Options

# predicting float label which depends on polynominal attributes

Member Posts: 3 Contributor I
edited November 2018 in Help
Hi there!

I am new to rapidminer and to datamining. Rapidminer is my first dataminig tool and im very pleased with it, it is very good for newcomers, but i have some problems and i need someone who is an expert to help me

I have a data in excel that looks like this:

variable X - lable, its an float variable (student grade, for an example 3.73)
variable Y1 - attribute, nominal value (can have 4 values that ive coded in numberes: 1, 2, 3, 4)
variable Z1 - attribute, nominal value (can have 6 values taht ive coded in numbers from 1 to 6)
variable Y2 - attribute, nominal value (can have 4 values that ive coded in numberes: 1, 2, 3, 4)
variable Z2 - attribute, nominal value (can have 6 values taht ive coded in numbers from 1 to 6)

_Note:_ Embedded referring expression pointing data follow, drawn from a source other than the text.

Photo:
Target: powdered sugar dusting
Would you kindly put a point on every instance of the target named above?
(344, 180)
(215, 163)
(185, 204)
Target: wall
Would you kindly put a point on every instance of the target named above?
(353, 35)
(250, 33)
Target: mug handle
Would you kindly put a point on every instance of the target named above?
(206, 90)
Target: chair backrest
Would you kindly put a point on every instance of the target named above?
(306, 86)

i want to predict X depending on Y1, Z1, Y2, Z2

first i thought to use linear regression with converting nominal to binominal first (dummy coding), but rapidminer made an output of only 2 variables in model that X depends on, instead of all 4 (and it has no sense that others have no influance on X)

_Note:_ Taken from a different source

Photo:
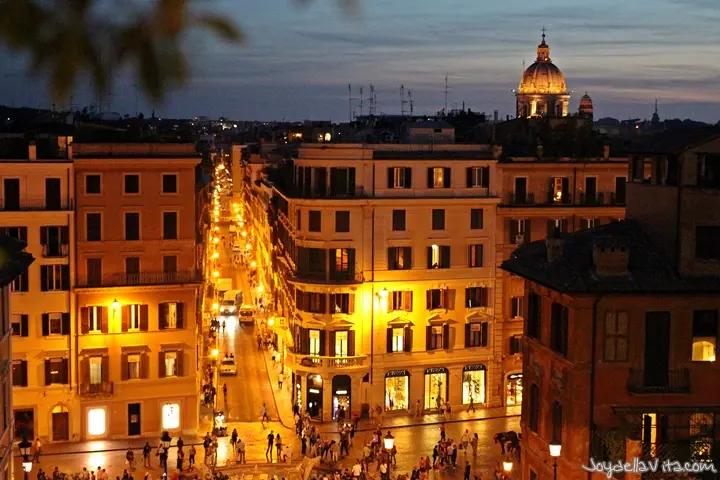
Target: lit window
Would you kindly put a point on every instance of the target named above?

ive also used weka library linear regression, without dummy coding first, got same result

any help? can you point me how to setup this? is there some other algorithms for this problem (label is a number, but attributes are polynominal)?

i hope im making it clear whats my problem

thank you

• Options
Moderator, Employee, Member Posts: 114 RM Data Scientist
Hi denmla.

The reason for this problem is the build-in feature selection of the linear regression methods. By default M5 prime is used in both cases (RM and Weka). Simply turn it off (RM: feature selection = none, Weka: S = 1.0) and you should receive a model that refers to more than two attributes.

Greetings,
Helge
• Options
Member Posts: 3 Contributor I
Hi Helge,

sorry for late response, I had some exams and I was not around my computer. Your advice helped, RapidMiner managed to output all variables. I have some questions concerning the output, since im not sure if RapidMiner is using dummy coding as binary. I want to calculate residuals. I'll post result and explain the question better later when i get to my desktop PC.